Pemsel also discussed The Guardian’s own financial challenges, which saw the publisher cut 20% of its global workforce – more than 450 roles – in order to save $50m a year.

He said: “That is an awful experience to go through. That was a horribly difficult process.”

Saying the company is no longer on the brink of going broke, he gave the strongest indication yet that when organisation reaches the end of its UK financial year, at the end of next week, it will finally be able to report that it will no longer be loss making.

Along with job cuts, the company began asking readers to pay to support it, without putting up a paywall.

He said: “It was a three-year strategy that started in 2015 when we embarked on this incredibly brave and innovative strategy. We said we’d break even by the end of March. Given that’s a couple of weeks away, I’m sure we will get there.

“The Guardian three of four years ago was on the br… got itself into a pretty perilous state. To think a company so special and so important to so many readers around the world, in 2015 was potentially losing $100m cash, those things really can destabilise, if not permanently put you out of business.”

He added: “We are out of danger. We were in danger. We were in a spot of bother, and now you can describe us as out of danger and able to just pause for a minute.

“Kath Viner, our editor-in-chief, and I can just pause and reflect for a second, to think about how we build global growth, global impact and how we grow relationships with out readers and how readers can make a greater contribution.”

He said the company now has 650,000 recurring paying contributors every month.

However, despite The Guardian’s success in persuading readers to pay for its campaigning journalism, he was unable to offer hope regarding the decline of local and regional journalism in the western world.
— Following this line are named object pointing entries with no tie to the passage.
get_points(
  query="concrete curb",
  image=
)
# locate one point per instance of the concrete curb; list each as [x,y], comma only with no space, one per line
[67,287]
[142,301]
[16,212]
He said: “The structural challenges and commercial challenges for regional news has been absolutely brutal. It’s a desperate position.”

Vice declined Mumbrella’s invitation to comment.

Buzzfeed declined to comment on the specifics of Pemsel’s comments but pointed to a staff email sent by founder Jonah Peretti earlier this month.

In the email, Peretti wrote: “The first step is to make working with the big platforms financially sustainable. We are making real progress here, and so are other digital publishers. A year ago, in Q1 of 2018 we made about $500k in video platform revenue from Facebook; in Q4 of 2018 we made $3m. In January of 2017, we monetized less than 30% of views on YouTube; by November, we monetized more than 70%. Overall, revenue we generate from the biggest platforms – Facebook, Google, Amazon, and Netflix – has grown by 12 times since 2014.”

Peretti added: “In 2018 and 2019, we will generate over $200m in revenue from business lines that didn’t even exist in 2017. We are great at building new products and businesses and the products I mentioned above will likely provide our next $200m in new revenue.”